"Well for a neatly turned compliment—"

"I mean it seems so queer you should really amount to anything."

"Now before you overwhelm me with further adulation, what are you talking about?"

"I'm talking about your being an artist. I can't get used to your being anything but Ernestine! That day last spring when we went to see your Salon picture, and when those chaps were talking to you, and I realised that they just simply accepted you as one of them—that you belonged, and that that was all there was about it—I, oh I had such a funny feeling that day. And now, a minute ago, when I saw that look, I had it again."

"Why, Karl, you don't mind, do you?"

"No, it's just that it seems queer. You see you're such a wonderful sweetheart, it's hard to think of you as anything else. I'll never forget that day over there. Something just seemed to leap up within you. I—well I think I was a little scared—or was I awed? Something that was shining from your eyes made me feel things in my backbone."

"But you're glad?" she laughed.

"Of course I'm glad; and I'm proud. But it's—queer."

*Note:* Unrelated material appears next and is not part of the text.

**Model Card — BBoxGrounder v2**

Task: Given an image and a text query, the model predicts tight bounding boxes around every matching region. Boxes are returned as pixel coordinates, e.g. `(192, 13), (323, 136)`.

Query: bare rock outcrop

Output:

She smiled at him understandingly; the understandingness of her smile always went beyond her words. It was a beautiful face upon which he watched the play of lights, saw the changing currents of thought and dreams and purpose. But the thing most rare in it, that which made one quite forget accepted standards, was the steadfastness with which a certain great light shone through the aura of her tenderness. There were moments in which she transcended both her beauty and her beauty's weaknesses.

As the flower to the sun, naturally, quietly, inevitably, she had expanded under the breath of life. With the fullness of a rich nature she had responded to the touch of the spirit of living. Love loved her for what she had been able to take.